Job references -- and the people who make them -- are often overlooked in the job search. They are an afterthought, if thought of at all. But your job references support you when it counts.
Let's check the ways you can help your references help you.
Keep current contact information for your references
Honestly, this should not be a problem. But it is.
Here's where people get messed up: the contact information they use for their references is corporate information. The company telephone number. The company cell phone number. The company e-mail address. This doesn't work.
Too often, the corporate contact information changes from reorganizations, new jobs within a company, people leaving the company but not telling you (so now how do you contact them?) or by people getting laid off. The business world moves too fast and keeping the corporate contact information correct is tough.
Instead, get and keep the current reference cell phone number. Plus the reference's personal e-mail address that you know is checked often by your reference (people can have multiple e-mail addresses they check once a week...that won't work for a reference...).
The contact information is less likely to change and will also show a hiring manager that you have a personal relationship with your references.
Immediately after a request for references, call or e-mail your references to let them know
Time is of the essence here. If a hiring manager is asking for job references, they will often call the same day as the interview for the reference while the interview is still fresh on their minds. You can't wait a day to casually e-mail your references and let them know they might be called; you have to call them, leave them voice mails, and e-mail them as soon as you can after you provide the contact information to the hiring manager.
Give your references the right information for the reference
The key to getting the great reference, as compared to the merely good one, is that the reference knows how to target their knowledge of you to the person calling for the reference.
Here's the key information you need to give your reference about the position:
- The company name. They may know something about the company or someone in it and that will help you. Plus, when they hear the name of the company for the reference call, it will get their head in the right place for the call.
- The job title. Your reference needs to know you are going after a System Engineer position even though you worked with your reference when you were a Programmer. This allows your reference to show, for example, that you were doing System Engineer work while a Programmer, lessening the risk of selecting you for the hiring manager.
- The contact. You need to tell your reference who will be contacting them if you know of the specific person. Or at least the department doing the calling. That way when they hear "John Smith" on the phone along with the company, your reference will immediately shift into reference mode.
- The job description. You need to e-mail the job description to your reference. Every starting point for an interview is the job description and so it is for your reference. This way they can use the job description as part of the targeting of your work.

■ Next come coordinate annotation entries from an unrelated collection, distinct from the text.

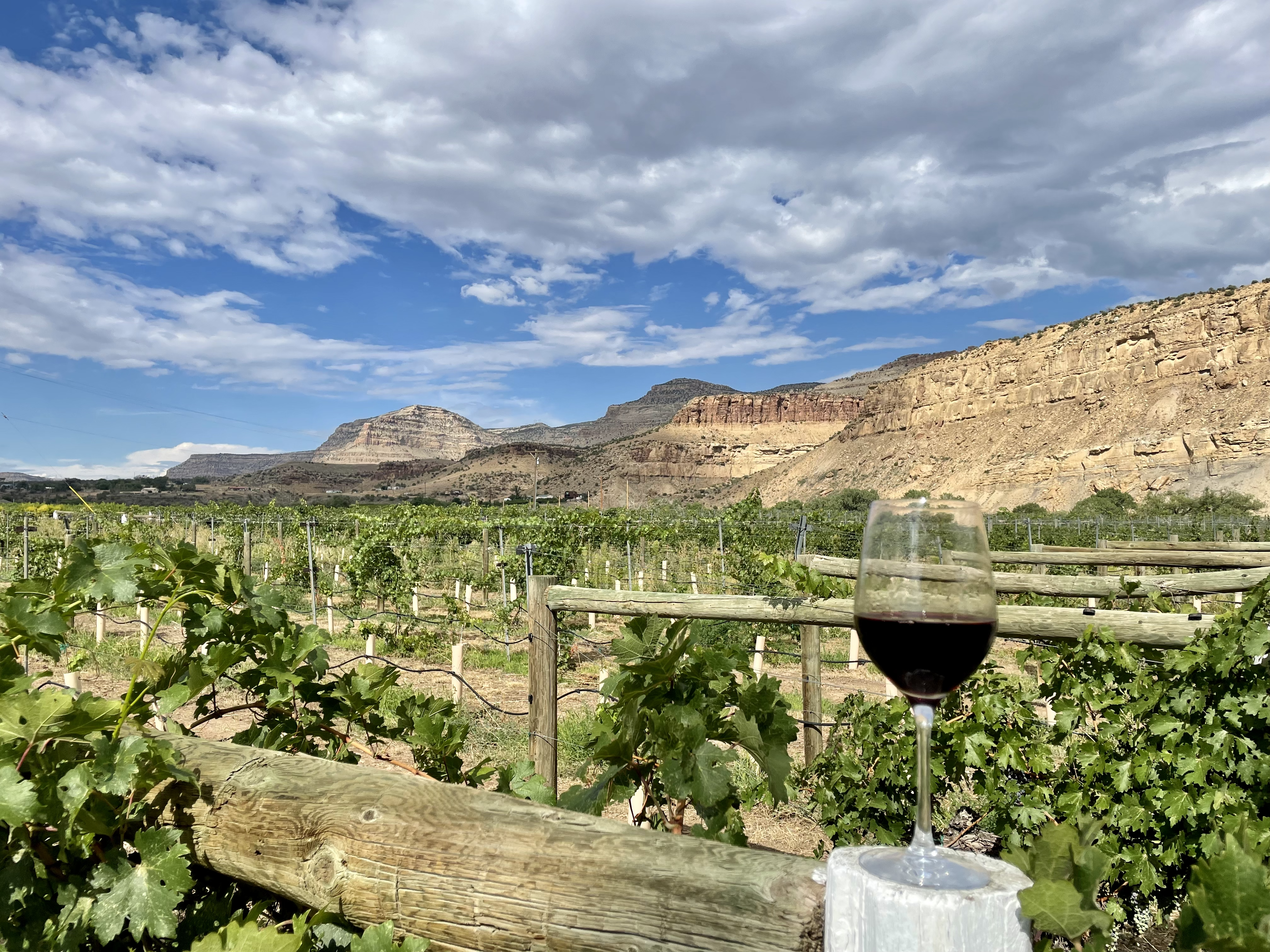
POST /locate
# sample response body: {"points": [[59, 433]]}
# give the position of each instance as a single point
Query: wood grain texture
{"points": [[1013, 621], [813, 738], [1193, 546], [1076, 586], [544, 648], [474, 870]]}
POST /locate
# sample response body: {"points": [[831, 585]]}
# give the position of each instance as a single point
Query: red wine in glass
{"points": [[926, 612], [925, 657]]}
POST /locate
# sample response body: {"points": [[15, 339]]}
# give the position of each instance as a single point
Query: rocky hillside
{"points": [[409, 433], [435, 433], [214, 466], [858, 384], [768, 408], [1159, 395]]}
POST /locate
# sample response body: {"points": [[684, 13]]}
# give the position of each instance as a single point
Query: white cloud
{"points": [[1011, 326], [938, 159], [180, 454], [143, 462], [888, 344], [48, 306], [493, 292]]}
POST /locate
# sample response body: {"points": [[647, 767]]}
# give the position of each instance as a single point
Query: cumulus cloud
{"points": [[143, 462], [493, 292], [888, 344], [50, 306], [1011, 326], [943, 153]]}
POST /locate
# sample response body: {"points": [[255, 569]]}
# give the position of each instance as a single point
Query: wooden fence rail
{"points": [[1083, 586], [473, 870], [1145, 557], [1013, 621]]}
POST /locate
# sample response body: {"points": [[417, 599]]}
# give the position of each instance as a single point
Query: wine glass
{"points": [[926, 612]]}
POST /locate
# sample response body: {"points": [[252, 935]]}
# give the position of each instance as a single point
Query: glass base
{"points": [[926, 869]]}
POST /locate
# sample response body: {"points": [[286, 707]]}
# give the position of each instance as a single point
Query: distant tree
{"points": [[851, 502], [1225, 504], [1030, 511], [1109, 503]]}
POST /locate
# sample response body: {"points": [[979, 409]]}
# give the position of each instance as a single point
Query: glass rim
{"points": [[924, 503]]}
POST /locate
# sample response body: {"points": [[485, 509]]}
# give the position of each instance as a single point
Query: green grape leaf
{"points": [[18, 798], [241, 936], [116, 763], [379, 938], [33, 715], [172, 699], [520, 780], [110, 574], [1228, 894], [1057, 907], [145, 894], [73, 791]]}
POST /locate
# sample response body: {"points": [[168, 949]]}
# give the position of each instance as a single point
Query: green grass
{"points": [[498, 660], [116, 653]]}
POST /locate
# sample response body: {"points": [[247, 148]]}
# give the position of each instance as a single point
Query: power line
{"points": [[169, 408]]}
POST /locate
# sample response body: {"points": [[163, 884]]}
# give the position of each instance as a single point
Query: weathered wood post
{"points": [[543, 677], [484, 565], [760, 648], [813, 738], [1037, 569], [479, 871], [143, 624], [456, 673]]}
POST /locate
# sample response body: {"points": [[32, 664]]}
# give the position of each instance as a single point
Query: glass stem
{"points": [[924, 841]]}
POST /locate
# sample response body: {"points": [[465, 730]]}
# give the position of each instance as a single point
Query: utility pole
{"points": [[313, 578]]}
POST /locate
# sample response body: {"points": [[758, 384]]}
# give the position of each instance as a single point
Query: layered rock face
{"points": [[768, 408], [858, 384], [211, 466], [1163, 395], [656, 408], [435, 433], [409, 433]]}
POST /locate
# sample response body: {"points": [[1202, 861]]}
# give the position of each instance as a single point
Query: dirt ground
{"points": [[790, 828]]}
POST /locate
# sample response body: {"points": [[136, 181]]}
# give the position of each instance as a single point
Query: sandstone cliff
{"points": [[657, 407], [768, 408], [213, 466], [409, 433], [433, 433], [1151, 397], [858, 384]]}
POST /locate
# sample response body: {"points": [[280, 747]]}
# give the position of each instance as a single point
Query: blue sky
{"points": [[237, 225]]}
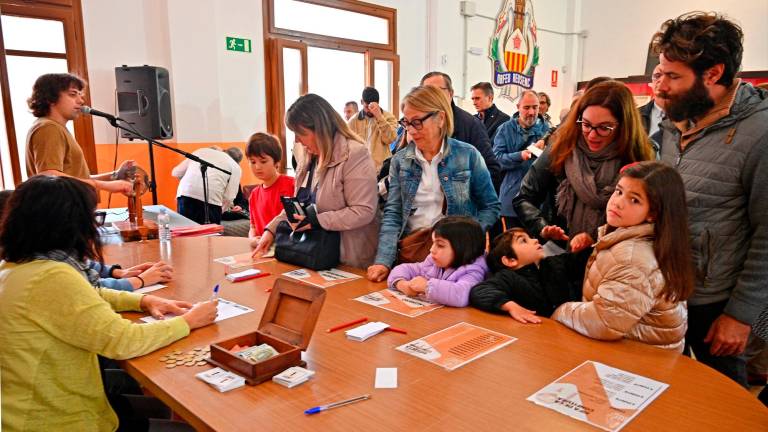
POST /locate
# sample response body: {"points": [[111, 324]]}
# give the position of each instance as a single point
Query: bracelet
{"points": [[112, 270]]}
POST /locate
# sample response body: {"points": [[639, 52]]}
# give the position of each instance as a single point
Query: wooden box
{"points": [[287, 324]]}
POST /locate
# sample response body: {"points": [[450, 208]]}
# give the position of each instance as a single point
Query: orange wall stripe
{"points": [[165, 160]]}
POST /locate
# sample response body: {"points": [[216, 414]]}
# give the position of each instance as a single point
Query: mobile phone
{"points": [[292, 207]]}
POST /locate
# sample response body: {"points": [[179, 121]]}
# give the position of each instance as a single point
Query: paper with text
{"points": [[457, 345], [322, 278], [398, 302], [600, 395]]}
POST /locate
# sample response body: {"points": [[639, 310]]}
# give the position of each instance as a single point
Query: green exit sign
{"points": [[238, 44]]}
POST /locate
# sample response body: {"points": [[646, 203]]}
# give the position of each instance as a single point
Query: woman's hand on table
{"points": [[265, 242], [377, 273], [158, 307], [201, 314]]}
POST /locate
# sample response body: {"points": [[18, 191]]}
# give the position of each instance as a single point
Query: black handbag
{"points": [[315, 249]]}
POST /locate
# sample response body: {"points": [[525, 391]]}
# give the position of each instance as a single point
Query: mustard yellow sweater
{"points": [[52, 326]]}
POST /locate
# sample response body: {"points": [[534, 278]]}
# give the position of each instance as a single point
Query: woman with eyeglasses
{"points": [[564, 194], [338, 176], [432, 177], [55, 318]]}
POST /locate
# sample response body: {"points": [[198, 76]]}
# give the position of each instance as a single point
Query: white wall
{"points": [[619, 32], [220, 95], [119, 33], [556, 50]]}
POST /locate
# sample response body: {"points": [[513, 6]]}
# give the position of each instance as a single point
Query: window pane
{"points": [[292, 91], [5, 155], [328, 21], [337, 76], [382, 76], [32, 34], [22, 73]]}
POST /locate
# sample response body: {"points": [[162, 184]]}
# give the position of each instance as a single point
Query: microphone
{"points": [[85, 109]]}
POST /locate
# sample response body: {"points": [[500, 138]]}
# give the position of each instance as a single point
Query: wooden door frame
{"points": [[69, 12]]}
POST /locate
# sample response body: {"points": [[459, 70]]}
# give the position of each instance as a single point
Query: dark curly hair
{"points": [[47, 90], [48, 213], [702, 40]]}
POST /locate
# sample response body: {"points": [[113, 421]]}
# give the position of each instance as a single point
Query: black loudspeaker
{"points": [[144, 100]]}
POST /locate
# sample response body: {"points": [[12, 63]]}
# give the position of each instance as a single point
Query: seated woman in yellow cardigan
{"points": [[55, 319]]}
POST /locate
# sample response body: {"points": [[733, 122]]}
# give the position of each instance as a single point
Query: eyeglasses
{"points": [[416, 123], [100, 217], [601, 130]]}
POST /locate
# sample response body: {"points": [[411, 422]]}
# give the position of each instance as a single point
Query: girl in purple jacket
{"points": [[455, 264]]}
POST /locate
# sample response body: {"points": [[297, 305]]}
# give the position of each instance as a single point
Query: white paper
{"points": [[365, 331], [386, 378], [600, 395], [226, 309], [149, 288], [234, 277]]}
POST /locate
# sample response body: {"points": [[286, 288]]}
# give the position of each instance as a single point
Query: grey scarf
{"points": [[91, 275], [590, 178]]}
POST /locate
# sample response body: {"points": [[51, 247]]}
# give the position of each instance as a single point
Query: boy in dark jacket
{"points": [[524, 283]]}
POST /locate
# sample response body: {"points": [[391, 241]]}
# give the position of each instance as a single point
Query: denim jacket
{"points": [[465, 181], [508, 146]]}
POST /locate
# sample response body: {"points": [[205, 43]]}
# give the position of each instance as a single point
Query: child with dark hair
{"points": [[455, 264], [641, 272], [525, 283], [264, 156]]}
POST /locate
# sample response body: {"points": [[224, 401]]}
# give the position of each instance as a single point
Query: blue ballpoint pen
{"points": [[320, 408]]}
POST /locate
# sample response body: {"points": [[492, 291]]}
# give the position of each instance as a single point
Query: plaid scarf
{"points": [[91, 275]]}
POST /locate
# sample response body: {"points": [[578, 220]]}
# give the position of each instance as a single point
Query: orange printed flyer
{"points": [[457, 345], [322, 278], [600, 395], [398, 302], [242, 260]]}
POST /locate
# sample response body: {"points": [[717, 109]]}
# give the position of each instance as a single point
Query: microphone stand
{"points": [[204, 165]]}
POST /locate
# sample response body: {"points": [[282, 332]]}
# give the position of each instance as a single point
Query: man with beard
{"points": [[509, 146], [716, 137], [376, 127]]}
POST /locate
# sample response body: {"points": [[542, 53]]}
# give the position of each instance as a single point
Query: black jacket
{"points": [[469, 129], [557, 280], [492, 119], [645, 115], [535, 203]]}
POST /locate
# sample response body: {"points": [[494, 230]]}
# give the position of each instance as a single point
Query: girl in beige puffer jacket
{"points": [[640, 272]]}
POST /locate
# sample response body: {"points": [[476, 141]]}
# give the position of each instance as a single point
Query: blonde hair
{"points": [[313, 113], [430, 99]]}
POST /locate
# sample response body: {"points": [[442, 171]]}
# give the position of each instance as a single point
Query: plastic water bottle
{"points": [[164, 226]]}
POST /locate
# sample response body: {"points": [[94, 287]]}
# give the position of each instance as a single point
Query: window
{"points": [[331, 48], [36, 39]]}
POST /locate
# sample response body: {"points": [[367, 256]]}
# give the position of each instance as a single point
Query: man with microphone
{"points": [[51, 148]]}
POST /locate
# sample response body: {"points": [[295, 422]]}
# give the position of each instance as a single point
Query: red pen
{"points": [[257, 275], [351, 323], [396, 330]]}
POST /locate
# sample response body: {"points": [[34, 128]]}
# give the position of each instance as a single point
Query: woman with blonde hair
{"points": [[564, 194], [338, 176], [433, 176]]}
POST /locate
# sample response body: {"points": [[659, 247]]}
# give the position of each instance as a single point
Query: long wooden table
{"points": [[487, 394]]}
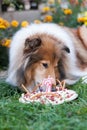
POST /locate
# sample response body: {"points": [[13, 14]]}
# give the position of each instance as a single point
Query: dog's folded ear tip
{"points": [[33, 43], [65, 48]]}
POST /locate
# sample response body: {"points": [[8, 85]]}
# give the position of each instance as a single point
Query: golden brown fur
{"points": [[44, 54]]}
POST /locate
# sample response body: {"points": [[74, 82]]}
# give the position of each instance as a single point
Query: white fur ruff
{"points": [[17, 45]]}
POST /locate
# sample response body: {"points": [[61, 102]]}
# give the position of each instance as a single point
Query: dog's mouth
{"points": [[42, 88]]}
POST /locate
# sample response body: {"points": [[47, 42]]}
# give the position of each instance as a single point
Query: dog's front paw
{"points": [[84, 79]]}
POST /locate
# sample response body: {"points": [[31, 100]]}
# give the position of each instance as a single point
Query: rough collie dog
{"points": [[40, 50]]}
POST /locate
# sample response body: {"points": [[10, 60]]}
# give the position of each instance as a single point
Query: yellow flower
{"points": [[24, 24], [67, 11], [48, 18], [14, 23], [6, 23], [1, 20], [51, 1], [2, 27], [80, 19], [85, 18], [61, 23], [6, 42], [85, 13], [45, 9], [37, 21], [85, 23]]}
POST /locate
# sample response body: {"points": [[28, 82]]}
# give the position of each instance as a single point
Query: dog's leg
{"points": [[84, 79]]}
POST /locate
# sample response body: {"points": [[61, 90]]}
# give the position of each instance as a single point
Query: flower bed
{"points": [[72, 14]]}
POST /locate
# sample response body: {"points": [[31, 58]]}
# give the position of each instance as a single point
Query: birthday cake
{"points": [[59, 96]]}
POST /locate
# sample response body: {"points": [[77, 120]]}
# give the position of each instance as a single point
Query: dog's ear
{"points": [[20, 76], [82, 33], [32, 44], [65, 48]]}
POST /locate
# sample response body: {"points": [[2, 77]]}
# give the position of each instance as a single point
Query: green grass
{"points": [[18, 116]]}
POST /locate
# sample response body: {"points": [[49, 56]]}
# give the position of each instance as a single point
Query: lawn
{"points": [[18, 116]]}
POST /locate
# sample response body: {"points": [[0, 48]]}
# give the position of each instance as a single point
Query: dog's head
{"points": [[42, 57]]}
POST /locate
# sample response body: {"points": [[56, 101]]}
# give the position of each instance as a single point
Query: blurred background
{"points": [[16, 14]]}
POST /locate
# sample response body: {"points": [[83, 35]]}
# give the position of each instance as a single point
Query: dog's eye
{"points": [[45, 65]]}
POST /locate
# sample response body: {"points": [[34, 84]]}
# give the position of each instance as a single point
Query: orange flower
{"points": [[14, 23], [37, 21], [67, 11], [6, 42], [80, 19], [45, 9], [48, 18], [24, 24]]}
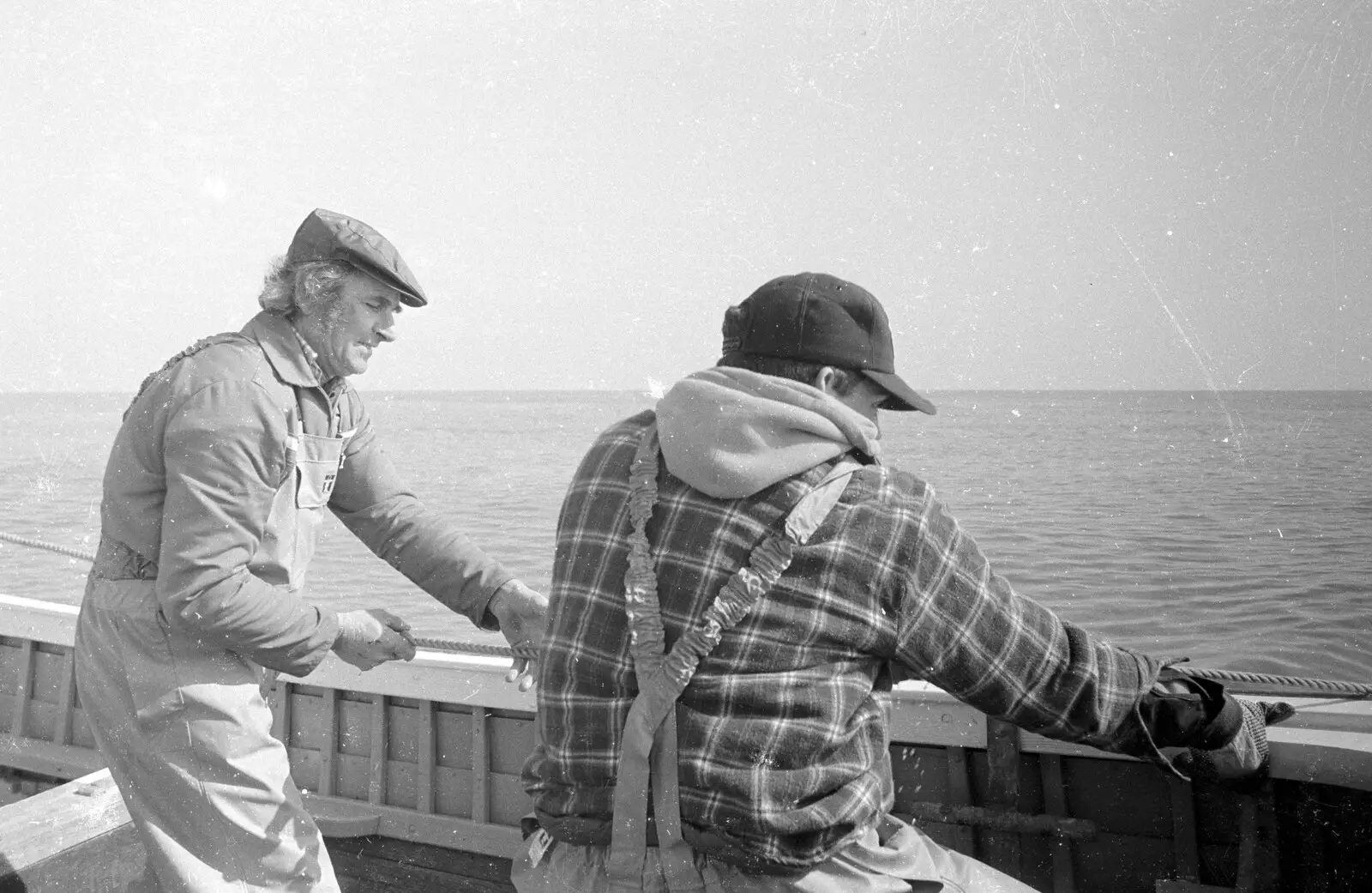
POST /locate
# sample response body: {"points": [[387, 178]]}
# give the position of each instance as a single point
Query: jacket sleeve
{"points": [[429, 549], [224, 455], [966, 630]]}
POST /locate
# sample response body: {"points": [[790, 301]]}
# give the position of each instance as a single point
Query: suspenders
{"points": [[648, 751]]}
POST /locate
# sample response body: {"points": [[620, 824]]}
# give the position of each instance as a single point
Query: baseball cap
{"points": [[333, 236], [815, 317]]}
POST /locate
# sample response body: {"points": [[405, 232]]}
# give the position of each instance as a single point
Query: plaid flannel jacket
{"points": [[784, 751]]}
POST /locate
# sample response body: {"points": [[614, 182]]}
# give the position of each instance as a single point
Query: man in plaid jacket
{"points": [[767, 739]]}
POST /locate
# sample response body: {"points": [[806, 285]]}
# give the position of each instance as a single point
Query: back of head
{"points": [[795, 325]]}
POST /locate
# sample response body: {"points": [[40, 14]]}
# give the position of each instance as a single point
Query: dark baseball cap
{"points": [[815, 317], [333, 236]]}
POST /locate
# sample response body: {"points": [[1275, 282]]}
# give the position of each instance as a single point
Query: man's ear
{"points": [[825, 379]]}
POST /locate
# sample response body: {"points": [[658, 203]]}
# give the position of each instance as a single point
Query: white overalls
{"points": [[184, 725]]}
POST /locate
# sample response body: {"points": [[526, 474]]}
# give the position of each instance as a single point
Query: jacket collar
{"points": [[283, 348]]}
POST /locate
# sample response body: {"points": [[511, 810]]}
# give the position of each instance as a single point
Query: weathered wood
{"points": [[45, 757], [960, 794], [381, 730], [338, 817], [1184, 844], [480, 764], [280, 701], [328, 751], [66, 703], [361, 872], [1001, 821], [427, 757], [1246, 881], [75, 837], [491, 869], [20, 715], [1056, 804], [1002, 848]]}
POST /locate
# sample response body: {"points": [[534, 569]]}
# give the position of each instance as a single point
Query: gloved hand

- The interview. You have to tell your reference what happened in the interview so they can help your cause. What questions were asked? What interview stories about your work did you tell? What is your impression of the hiring manager? What management style do you think the manager uses to manage people? All of this is great context so that when a reference question is asked, your reference has context about the question to give the right answer.
And, if you are a reference for someone, make sure you get this information from your person so you can refer with confidence ;>))
Get feedback from your reference
Finally, get feedback from your reference. First, not re-contacting your reference about what the resolution was for your interview is simply rude. This person is doing you a great service and you need to acknowledge and thank your reference for their help whether they get the job or not.
But there is another important reason to get feedback from your reference: you get more insight into the position and can better decide to accept or decline it.
Did the questions of the reference match up to your impressions of the interview? If you had the hiring manager talking to your manager reference, did your reference think that you and the hiring manager would work well together? How did the hiring manager treat your colleague and co-worker references? Did you get any more insights into management style?
How about the job? Was there more insights into the role? Something that wasn't in the job description? What were the most important questions asked about the position to the reference?
Your reference is a great source of more information about the company, manager and role you are looking to nail. By getting feedback from your reference, you add to your knowledge as well. But you need to ask.
The job reference is the last step in the job search process (versus the decision to accept a job). In a tight competition, how you treat your references can often help make that final push to make you the candidate of choice for the job.